Russen plündern ihre Konten – aus Angst vor Kreml
In Russland wächst die Angst, der Kreml könnte das Geld der Bevölkerung für den Krieg gegen die Ukraine nutzen. Das bringt Banken in eine unangenehme Lage.

Das Wichtigste in Kürze
- Die russische Bevölkerung hebt Milliarden Franken von ihren Bankkonten ab.
- Viele befürchten, der Kreml werde private Gelder einziehen und für den Krieg gegen die Ukraine nutzen.
- Bei einigen Banken soll es jetzt deshalb Liquiditätsprobleme geben.
Die russische Bevölkerung sieht ihr Geld bei Banken zunehmend unsicherer. Sparer und Unternehmen hoben bei der russischen Zentralbank in den ersten beiden August-Wochen rund 2,7 Milliarden Franken ab. Im Juli belief sich der Betrag schon auf knapp 6 Milliarden Franken, im Juni auf 3,7.
Die «Washington Post» legt in einem Bericht nahe, dass es sich dabei um Misstrauen in den Kreml handelt.
Denn: In Russland wächst die Sorge, die Regierung könnte private Gelder einziehen, um den Angriffskrieg gegen die Ukraine zu finanzieren.

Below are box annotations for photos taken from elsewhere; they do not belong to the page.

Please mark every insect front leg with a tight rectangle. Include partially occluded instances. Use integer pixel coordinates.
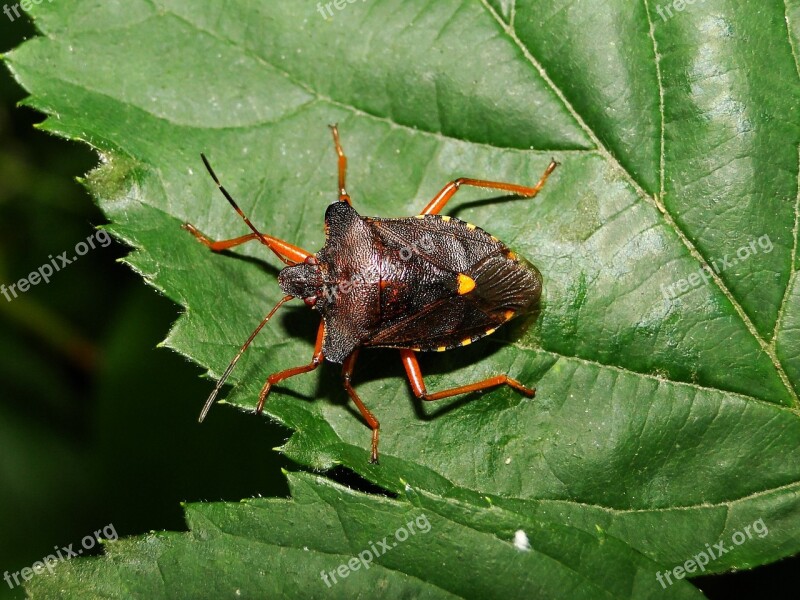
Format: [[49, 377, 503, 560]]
[[400, 350, 536, 401], [256, 321, 325, 415], [419, 160, 559, 215], [183, 154, 311, 265], [342, 350, 381, 464]]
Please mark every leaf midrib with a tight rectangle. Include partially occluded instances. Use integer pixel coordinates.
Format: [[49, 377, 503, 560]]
[[479, 0, 800, 409]]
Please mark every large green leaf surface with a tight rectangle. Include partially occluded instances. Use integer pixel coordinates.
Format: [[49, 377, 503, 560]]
[[23, 474, 702, 599], [8, 0, 800, 594]]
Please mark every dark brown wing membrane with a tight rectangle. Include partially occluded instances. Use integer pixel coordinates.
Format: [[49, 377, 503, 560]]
[[364, 215, 541, 350]]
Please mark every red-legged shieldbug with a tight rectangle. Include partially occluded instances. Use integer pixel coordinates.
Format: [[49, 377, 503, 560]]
[[183, 125, 558, 463]]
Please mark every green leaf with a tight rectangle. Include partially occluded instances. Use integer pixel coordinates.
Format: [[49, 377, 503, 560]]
[[21, 474, 702, 600], [8, 0, 800, 592]]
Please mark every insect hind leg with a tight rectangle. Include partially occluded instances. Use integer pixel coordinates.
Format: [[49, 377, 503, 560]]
[[400, 350, 536, 402], [419, 160, 559, 215]]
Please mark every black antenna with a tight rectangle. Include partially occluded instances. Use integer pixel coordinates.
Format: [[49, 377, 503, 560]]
[[198, 296, 294, 423]]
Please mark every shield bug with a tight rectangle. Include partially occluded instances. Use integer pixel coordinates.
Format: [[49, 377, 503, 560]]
[[183, 125, 558, 463]]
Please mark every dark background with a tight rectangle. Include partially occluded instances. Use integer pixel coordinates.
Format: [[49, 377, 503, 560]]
[[0, 13, 800, 600]]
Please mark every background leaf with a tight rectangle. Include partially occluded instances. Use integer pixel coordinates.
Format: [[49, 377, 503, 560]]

Ein ehemaliger hochrangiger Finanzbeamter sagt gegenüber der US-Zeitung: «Drohnen fliegen. Dinge brennen nieder. Die Nervosität wächst.»
Man habe das Geld deshalb lieber unter dem Kopfkissen als bei der Bank. Denn dort könnte es plötzlich einbehalten werden.

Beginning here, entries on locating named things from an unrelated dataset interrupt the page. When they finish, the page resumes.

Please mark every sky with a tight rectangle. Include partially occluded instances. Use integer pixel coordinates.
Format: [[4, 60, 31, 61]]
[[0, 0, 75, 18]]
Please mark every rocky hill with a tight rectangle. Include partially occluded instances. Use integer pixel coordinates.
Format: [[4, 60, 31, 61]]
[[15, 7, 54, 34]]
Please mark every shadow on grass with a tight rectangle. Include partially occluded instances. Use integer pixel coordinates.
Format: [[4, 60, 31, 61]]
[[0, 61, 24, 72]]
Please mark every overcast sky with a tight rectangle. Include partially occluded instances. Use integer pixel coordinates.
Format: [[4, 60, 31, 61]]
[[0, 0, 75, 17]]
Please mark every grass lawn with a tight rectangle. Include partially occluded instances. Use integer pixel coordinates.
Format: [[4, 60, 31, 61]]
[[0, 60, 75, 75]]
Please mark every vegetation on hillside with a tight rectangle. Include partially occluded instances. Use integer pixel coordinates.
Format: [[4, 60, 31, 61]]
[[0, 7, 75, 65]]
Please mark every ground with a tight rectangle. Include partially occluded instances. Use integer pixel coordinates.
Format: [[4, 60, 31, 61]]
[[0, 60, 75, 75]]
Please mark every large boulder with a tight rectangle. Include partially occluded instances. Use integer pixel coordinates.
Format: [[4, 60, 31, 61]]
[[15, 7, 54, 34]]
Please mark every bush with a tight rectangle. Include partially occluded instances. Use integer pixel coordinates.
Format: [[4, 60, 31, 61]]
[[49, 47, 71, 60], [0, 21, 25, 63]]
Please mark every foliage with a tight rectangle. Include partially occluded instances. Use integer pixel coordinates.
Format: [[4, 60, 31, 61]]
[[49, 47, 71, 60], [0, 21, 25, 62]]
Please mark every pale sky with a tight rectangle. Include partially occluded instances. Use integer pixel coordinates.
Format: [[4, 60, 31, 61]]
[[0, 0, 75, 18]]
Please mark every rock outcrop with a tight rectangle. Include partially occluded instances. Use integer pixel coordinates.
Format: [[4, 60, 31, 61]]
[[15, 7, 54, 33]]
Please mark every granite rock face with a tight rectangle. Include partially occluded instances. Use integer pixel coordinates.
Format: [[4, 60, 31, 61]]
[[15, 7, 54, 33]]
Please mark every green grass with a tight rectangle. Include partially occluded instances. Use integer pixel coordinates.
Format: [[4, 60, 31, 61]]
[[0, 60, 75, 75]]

Laut dem Beamten haben einige Banken mittlerweile Liquiditätsprobleme. Sie hätten das ganze Geld woanders investiert «und die Leute kommen und heben eine halbe Billion Rubel im Monat ab».
Kreml könnte Abhebelimit einführen
In Russland schwindet also das Vertrauen in die Banken. Wirtschaftsexpertin Alexandra Prokopenko erklärt gegenüber der «Washington Post»: «Das ist alles eine Konsequenz aus der Angst, dass die Regierung etwas mit den Banken vorhat. Dass sie Anlagen verstaatlichen könnte.»
Letzteres sei zwar unwahrscheinlich, doch Prokopenko will nicht ausschliessen, «dass die Behörden ein Abhebelimit einführen könnten».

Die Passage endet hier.